Young children may not have the patience for carving large varieties of pumpkin but they can still join in the fun with miniature cultivars. My kids love the speckled orange ‘Hooligan’ and ribbed white ‘Baby Boo’ cultivars.
These can be hollowed out and carved or simply painted with spooky designs and displayed in windows to ward off evil spirits. My two, who are too young to be let loose with a knife, draw designs onto their pumpkins with a felt tip and I cut them out.
That way, they get to make their own lanterns safely.
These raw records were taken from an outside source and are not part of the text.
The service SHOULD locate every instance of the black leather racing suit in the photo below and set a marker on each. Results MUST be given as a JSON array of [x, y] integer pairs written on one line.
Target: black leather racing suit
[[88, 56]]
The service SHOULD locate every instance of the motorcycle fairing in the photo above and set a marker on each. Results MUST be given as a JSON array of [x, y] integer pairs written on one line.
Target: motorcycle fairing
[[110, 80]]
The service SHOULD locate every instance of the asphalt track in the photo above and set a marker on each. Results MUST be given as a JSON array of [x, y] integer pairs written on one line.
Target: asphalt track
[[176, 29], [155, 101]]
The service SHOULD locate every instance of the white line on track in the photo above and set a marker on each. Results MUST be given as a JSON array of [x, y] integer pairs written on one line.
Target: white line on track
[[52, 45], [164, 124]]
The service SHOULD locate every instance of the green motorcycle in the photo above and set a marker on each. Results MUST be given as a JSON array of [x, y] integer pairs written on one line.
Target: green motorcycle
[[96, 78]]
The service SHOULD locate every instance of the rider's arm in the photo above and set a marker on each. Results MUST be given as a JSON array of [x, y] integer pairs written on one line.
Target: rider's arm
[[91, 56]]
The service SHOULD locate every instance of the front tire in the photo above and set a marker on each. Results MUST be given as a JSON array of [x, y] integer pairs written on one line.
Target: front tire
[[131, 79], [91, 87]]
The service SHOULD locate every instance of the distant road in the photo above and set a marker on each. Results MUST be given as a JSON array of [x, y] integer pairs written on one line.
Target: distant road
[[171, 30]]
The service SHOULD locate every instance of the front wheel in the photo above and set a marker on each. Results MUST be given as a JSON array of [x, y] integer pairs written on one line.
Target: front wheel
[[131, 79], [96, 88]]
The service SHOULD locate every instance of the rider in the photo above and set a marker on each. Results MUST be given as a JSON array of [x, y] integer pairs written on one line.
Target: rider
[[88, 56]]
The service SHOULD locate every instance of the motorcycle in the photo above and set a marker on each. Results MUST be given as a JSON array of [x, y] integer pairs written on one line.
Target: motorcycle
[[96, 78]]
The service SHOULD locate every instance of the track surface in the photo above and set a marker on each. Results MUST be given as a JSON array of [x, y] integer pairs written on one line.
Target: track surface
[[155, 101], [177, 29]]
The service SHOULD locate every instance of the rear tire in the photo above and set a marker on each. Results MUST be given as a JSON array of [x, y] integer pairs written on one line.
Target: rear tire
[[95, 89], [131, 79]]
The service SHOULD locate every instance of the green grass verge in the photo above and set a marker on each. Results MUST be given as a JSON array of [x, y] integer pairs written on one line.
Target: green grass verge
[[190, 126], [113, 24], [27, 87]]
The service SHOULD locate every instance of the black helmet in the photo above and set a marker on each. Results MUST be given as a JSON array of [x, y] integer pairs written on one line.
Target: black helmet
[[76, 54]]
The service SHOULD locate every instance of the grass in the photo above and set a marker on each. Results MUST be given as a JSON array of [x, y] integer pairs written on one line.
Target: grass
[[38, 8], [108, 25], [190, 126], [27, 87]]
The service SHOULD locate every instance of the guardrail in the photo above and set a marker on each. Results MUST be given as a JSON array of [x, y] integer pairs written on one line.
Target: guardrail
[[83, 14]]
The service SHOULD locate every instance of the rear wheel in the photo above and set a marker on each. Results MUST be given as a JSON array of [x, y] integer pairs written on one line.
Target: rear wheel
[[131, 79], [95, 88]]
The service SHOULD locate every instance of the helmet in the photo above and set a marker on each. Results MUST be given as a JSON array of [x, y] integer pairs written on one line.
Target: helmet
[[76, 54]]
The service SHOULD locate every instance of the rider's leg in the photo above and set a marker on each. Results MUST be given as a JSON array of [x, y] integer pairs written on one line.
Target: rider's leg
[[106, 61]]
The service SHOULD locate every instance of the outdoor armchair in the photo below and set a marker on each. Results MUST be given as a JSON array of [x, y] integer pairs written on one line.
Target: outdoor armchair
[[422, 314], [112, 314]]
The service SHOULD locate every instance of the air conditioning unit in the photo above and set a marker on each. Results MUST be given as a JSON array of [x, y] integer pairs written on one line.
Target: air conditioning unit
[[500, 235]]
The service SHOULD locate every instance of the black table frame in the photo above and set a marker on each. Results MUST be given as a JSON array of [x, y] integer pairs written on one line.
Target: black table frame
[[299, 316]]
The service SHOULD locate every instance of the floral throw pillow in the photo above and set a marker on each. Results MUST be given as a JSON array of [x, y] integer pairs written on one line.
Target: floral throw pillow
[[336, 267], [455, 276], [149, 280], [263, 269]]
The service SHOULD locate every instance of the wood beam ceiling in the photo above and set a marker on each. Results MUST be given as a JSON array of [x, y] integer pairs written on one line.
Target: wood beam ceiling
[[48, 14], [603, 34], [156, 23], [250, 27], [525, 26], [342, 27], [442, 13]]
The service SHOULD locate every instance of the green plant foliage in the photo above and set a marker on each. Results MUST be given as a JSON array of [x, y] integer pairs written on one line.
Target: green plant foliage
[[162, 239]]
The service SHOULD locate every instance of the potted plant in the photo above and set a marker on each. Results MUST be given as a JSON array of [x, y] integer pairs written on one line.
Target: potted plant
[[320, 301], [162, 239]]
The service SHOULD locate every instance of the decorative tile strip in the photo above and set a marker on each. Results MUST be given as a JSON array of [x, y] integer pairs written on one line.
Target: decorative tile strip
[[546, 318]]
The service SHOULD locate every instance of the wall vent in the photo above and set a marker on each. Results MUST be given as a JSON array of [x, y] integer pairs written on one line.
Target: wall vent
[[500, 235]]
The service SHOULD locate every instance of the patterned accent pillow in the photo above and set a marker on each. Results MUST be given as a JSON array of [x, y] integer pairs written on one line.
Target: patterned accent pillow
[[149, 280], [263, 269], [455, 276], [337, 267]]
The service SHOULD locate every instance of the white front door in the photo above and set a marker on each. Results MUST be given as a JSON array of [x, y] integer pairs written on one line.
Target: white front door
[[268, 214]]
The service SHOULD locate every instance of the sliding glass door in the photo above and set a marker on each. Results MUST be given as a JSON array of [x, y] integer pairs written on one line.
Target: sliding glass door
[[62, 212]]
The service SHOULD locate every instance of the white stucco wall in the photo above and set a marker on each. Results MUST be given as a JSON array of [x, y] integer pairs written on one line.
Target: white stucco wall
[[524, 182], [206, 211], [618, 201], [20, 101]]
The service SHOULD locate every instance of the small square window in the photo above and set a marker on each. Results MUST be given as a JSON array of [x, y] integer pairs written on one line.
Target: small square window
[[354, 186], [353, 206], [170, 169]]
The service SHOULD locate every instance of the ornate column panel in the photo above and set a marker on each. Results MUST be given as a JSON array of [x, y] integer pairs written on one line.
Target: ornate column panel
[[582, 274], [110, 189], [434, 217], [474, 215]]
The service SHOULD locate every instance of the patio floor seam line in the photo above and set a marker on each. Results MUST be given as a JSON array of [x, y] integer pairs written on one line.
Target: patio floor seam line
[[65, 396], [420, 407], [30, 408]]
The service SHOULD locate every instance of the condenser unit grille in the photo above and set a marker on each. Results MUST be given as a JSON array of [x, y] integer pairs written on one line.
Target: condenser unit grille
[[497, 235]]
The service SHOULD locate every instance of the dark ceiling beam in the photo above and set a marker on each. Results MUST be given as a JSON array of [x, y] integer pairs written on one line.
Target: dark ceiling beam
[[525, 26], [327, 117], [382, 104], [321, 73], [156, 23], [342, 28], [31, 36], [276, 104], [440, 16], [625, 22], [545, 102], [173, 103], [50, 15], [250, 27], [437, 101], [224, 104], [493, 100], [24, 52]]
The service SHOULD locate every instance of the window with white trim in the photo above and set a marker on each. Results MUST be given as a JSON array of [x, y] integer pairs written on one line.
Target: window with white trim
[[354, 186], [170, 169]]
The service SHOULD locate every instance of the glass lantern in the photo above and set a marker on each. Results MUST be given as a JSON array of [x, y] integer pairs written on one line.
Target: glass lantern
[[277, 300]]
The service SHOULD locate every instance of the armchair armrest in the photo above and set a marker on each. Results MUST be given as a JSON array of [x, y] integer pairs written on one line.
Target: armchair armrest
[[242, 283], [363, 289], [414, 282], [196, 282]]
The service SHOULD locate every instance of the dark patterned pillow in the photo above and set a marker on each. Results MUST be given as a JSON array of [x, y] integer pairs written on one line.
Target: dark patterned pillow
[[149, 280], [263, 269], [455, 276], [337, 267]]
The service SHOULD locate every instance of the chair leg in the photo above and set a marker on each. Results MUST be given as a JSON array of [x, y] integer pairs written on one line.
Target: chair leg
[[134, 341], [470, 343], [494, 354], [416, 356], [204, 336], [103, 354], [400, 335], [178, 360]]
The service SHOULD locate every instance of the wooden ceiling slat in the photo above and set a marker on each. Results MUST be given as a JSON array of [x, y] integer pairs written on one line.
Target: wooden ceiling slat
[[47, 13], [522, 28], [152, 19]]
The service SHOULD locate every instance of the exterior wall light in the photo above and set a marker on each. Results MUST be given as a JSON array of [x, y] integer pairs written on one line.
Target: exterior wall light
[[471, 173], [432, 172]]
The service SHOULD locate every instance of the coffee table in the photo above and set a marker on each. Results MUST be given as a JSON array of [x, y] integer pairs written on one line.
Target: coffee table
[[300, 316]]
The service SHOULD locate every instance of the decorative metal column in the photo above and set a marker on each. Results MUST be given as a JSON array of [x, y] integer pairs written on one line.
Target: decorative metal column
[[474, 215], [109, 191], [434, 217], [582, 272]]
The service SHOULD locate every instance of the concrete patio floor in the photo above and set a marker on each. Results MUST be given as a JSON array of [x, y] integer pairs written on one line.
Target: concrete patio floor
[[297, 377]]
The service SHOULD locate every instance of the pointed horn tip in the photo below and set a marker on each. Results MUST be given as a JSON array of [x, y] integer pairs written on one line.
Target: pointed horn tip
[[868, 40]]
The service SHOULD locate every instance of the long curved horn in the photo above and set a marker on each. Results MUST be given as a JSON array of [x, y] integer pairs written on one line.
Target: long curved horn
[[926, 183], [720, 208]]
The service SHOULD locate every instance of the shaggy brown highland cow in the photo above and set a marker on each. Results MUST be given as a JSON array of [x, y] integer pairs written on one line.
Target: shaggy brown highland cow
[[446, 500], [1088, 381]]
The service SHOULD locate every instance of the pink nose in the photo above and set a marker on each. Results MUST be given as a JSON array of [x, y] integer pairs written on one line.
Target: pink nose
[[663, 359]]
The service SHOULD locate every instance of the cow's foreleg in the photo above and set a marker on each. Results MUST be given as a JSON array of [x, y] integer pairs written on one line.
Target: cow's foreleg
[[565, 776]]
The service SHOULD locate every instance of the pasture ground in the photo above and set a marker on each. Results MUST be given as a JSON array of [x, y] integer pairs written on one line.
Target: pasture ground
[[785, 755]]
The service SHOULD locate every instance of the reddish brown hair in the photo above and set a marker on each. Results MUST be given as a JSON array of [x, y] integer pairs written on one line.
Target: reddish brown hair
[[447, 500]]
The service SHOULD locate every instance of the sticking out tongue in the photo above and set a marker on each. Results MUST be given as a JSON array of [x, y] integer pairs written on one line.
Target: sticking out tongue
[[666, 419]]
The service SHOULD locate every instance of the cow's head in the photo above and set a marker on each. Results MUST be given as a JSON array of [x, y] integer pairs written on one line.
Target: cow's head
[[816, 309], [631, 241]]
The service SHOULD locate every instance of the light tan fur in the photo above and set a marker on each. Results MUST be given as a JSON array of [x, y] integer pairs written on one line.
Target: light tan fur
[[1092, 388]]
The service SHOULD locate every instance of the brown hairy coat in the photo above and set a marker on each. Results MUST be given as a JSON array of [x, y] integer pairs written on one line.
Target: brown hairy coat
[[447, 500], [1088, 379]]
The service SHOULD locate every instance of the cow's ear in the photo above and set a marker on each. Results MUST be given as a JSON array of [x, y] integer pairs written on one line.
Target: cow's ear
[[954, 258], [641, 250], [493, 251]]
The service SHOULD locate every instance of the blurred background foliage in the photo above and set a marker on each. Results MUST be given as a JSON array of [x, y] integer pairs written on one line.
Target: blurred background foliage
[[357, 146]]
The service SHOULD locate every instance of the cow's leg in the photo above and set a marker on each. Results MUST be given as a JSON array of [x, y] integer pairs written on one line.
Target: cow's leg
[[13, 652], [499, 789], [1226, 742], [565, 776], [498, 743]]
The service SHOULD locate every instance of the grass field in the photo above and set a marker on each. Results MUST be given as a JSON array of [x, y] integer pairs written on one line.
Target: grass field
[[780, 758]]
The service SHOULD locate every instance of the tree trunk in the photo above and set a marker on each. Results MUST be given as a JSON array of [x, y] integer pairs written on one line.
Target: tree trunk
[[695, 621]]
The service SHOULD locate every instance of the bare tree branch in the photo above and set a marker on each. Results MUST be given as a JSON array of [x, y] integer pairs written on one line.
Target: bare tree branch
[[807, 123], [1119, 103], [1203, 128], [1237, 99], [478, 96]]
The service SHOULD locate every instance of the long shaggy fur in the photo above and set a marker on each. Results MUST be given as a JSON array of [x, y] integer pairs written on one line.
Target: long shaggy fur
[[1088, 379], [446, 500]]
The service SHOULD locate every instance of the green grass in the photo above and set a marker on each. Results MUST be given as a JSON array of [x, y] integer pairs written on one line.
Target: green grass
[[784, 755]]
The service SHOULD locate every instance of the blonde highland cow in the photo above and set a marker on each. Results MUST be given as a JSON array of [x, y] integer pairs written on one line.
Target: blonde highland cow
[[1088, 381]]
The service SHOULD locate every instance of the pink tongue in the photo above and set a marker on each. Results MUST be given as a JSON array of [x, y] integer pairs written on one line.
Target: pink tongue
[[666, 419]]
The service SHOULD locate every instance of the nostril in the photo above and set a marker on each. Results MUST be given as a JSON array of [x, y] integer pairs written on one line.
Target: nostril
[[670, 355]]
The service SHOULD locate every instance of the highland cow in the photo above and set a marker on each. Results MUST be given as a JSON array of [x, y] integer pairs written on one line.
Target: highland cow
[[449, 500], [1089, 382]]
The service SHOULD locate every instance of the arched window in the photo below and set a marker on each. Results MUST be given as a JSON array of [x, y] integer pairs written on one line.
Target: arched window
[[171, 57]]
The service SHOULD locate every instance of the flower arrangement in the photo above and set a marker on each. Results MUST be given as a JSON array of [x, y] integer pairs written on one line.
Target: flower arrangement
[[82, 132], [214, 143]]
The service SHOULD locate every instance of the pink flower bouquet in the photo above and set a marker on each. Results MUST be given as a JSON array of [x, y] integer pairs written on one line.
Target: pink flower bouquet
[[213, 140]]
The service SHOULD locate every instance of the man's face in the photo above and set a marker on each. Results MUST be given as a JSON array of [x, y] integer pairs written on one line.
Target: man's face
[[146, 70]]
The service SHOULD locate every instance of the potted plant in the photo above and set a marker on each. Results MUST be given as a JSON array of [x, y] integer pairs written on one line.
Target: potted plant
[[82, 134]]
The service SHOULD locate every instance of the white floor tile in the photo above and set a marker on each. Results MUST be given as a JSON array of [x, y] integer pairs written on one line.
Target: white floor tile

The flesh and seeds of most pumpkins are extremely nutritious, containing a huge number of vitamins, minerals, healthy fats and antioxidants. So don’t just throw them away! Seeds can be roasted with garlic powder and salt for a mouth-watering savoury snack or stirred into molten salt caramel for a sticky toffee sweet.
If you mould this into globes and pop in wooden kebab sticks, you’ll have the perfect offering for neighbourhood trick-or-treaters too. The seeds of the ‘Kakai’ variety are particularly good for eating as they have no hard outer shell, unlike other varieties, so if you’re carving one of these, be sure not to miss out!
You can also use the flesh of the pumpkin to make tasty foods. Favourites in my household include warming pumpkin soup with crushed garlic, carrots and smoky bacon for seeing off the chill after an autumn walk and spiced pumpkin loaf with fragrant cinnamon, nutmeg and ginger as an accompaniment to an afternoon cuppa by the fire.
You can also make gingerbread and pumpkin biscuits iced with ghoulish designs or try the American classic of pumpkin pie served with vanilla bean ice-cream for a tasty after dinner treat.
Either buy a pumpkin specifically for cooking or make use of the flesh of your jack o’lantern in a few days’ time—the stringy innards aren’t enough on their own to give your home cooking that distinctive pumpkin punch.
Some pumpkins are better for eating than others, so bear this in mind. Larger pumpkins tend to have less flavour than smaller ones and those with stringy flesh are less pleasant to eat. The ‘Sweet Sugar Pie’ and ‘Red Warty Thing’ varieties have fine-textured sweet flesh that is ideal for baking into pies and biscuits.
‘Cinderella’ and ‘Fairytale’ pumpkins are the shape of Cinderella’s carriage and have thick, ribbed rinds. This makes them hard to turn into jack o’lanterns but fantastic in soups and breads.
If you don’t fancy carving your own lantern, you could always decorate with interesting-looking whole pumpkins over Halloween and eat your decorations later. For ornamental pumpkins that make for incredible home cooking, choose the dead man’s blue of the ‘Blue Prince’ cultivar or the other-worldly fruit of the ‘Turk’s Turban’ variety. If kept at a cool room temperature, pumpkins will keep for months.